Twitter, Inc. (TWTR) closed the first half of 2019 at $34.90, which became a key input to my proprietary analytics. The only level left over from the first half is its annual risky level at $48.99. The daily chart shows a “golden cross,” and the weekly chart is neutral.
Fundamentally, Twitter is not a value stock, as its P/E ratio is elevated at 61.44 and the company does not offer a dividend, according to Macrotrends. Twitter is a global social media platform through which users communicate with each other. Tweets are limited to 140 characters. President Trump is one of the most important users of the Twittersphere. The social media giant reports earnings on July 26 after three quarters in a row of beating earnings per share (EPS) estimates.
Twitter reported strong earnings on April 23, and the stock gapped higher and responded by setting its 2019 intraday high of $40.92 on April 30. The stock then declined with the market to as low as $34.04 on June 3 and has been stabilizing since then. Twitter shares closed Tuesday, July 9, at $37.65, up 31% year to date and in bull market territory at 43.8% above the Oct. 11 low of $26.19. The stock is also in bear market territory at 21.3% below its high of $47.79 posted on June 15, 2018.

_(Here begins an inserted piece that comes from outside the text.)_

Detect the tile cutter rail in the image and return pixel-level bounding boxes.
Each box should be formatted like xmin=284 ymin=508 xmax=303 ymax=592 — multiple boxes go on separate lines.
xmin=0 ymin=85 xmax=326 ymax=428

The daily chart for Twitter
The daily chart for Twitter shows that the stock has been above a “golden cross” since April 25, when the 50-day simple moving average rose above the 200-day simple moving average to indicate that higher prices lie ahead. The stock is above its monthly value level for July at $32.71 and below its quarterly risky level at $42.89.
The weekly chart for Twitter
The weekly chart for Twitter is neutral, with the stock above its five-week modified moving average of $36.42. The stock is also well above its 200-week simple moving average, or “reversion to the mean,” at $24.68. Twitter has been above its “reversion to the mean” since the week of Feb. 9, 2018.

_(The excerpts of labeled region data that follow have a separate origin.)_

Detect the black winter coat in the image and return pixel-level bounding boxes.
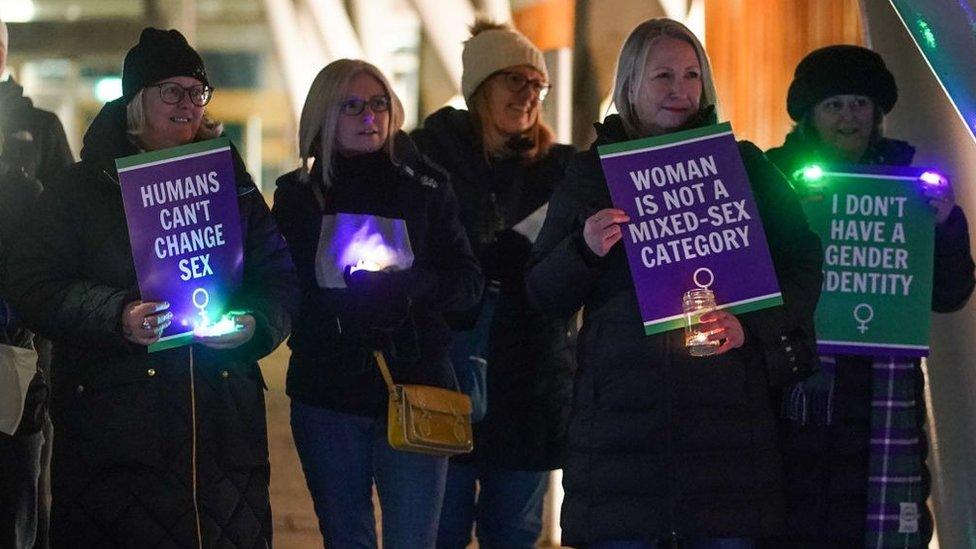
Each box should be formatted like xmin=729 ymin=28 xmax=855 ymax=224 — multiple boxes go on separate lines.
xmin=0 ymin=77 xmax=74 ymax=432
xmin=766 ymin=132 xmax=976 ymax=547
xmin=274 ymin=137 xmax=483 ymax=418
xmin=413 ymin=107 xmax=576 ymax=471
xmin=8 ymin=96 xmax=297 ymax=548
xmin=527 ymin=115 xmax=821 ymax=545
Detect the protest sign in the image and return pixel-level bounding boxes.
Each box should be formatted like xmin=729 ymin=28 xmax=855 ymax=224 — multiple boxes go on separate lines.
xmin=803 ymin=167 xmax=935 ymax=356
xmin=598 ymin=123 xmax=783 ymax=335
xmin=116 ymin=138 xmax=244 ymax=352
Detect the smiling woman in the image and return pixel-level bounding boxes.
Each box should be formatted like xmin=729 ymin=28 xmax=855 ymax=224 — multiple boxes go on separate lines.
xmin=274 ymin=59 xmax=481 ymax=548
xmin=5 ymin=28 xmax=297 ymax=547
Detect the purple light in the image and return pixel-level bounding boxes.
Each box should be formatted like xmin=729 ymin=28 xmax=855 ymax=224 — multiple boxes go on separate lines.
xmin=919 ymin=171 xmax=948 ymax=187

The 12 x 3 x 3 weekly slow stochastic reading is projected to decline to 39.93 this week, down from 42.66 on July 5. Back in October 2018, this reading was 6.91, below the 10.00 threshold as a stock that was “too cheap to ignore” while trading at $27.99.
Trading strategy: Buy Twitter shares on weakness to the monthly value level for July at $32.71 and reduce holdings on strength to the quarterly risky level at $42.89.

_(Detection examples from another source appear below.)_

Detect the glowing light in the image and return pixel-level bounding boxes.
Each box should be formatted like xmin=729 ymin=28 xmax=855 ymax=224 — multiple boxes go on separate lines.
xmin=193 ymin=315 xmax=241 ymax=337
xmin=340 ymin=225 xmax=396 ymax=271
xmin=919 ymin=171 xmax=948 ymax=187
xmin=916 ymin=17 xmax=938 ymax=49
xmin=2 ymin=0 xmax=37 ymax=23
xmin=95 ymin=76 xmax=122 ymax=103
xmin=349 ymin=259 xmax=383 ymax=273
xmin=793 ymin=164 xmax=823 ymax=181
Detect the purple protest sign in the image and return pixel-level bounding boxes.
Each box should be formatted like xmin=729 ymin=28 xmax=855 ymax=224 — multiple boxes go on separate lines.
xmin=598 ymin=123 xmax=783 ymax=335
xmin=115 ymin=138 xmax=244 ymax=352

How to use my value levels and risky levels: Value levels and risky levels are based upon the last nine weekly, monthly, quarterly, semiannual, and annual closes. The first set of levels was based upon the closes on Dec. 31. The original annual level remains in play. The weekly level changes each week. The monthly level was changed at the end of each month, most recently on June 28. The quarterly level was also changed at the end of June.
My theory is that nine years of volatility between closes are enough to assume that all possible bullish or bearish events for the stock are factored in. To capture share price volatility, investors should buy shares on weakness to a value level and reduce holdings on strength to a risky level. A pivot is a value level or risky level that was violated within its time horizon. Pivots act as magnets that have a high probability of being tested again before their time horizon expires.
How to use 12 x 3 x 3 weekly slow stochastic readings: My choice of using 12 x 3 x 3 weekly slow stochastic readings was based upon backtesting many methods of reading share-price momentum with the objective of finding the combination that resulted in the fewest false signals. I did this following the stock market crash of 1987, so I have been happy with the results for more than 30 years.
The stochastic reading covers the last 12 weeks of highs, lows, and closes for the stock. There is a raw calculation of the differences between the highest high and lowest low versus the closes. These levels are modified to a fast reading and a slow reading, and I found that the slow reading worked the best.
The stochastic reading scales between 00.00 and 100.00, with readings above 80.00 considered overbought and readings below 20.00 considered oversold. Recently, I noted that stocks tend to peak and decline 10% to 20% and more shortly after a reading rises above 90.00, so I call that an “inflating parabolic bubble,” as a bubble always pops. I also refer to a reading below 10.00 as “too cheap to ignore.”
Disclosure: The author has no positions in any stocks mentioned and no plans to initiate any positions within the next 72 hours.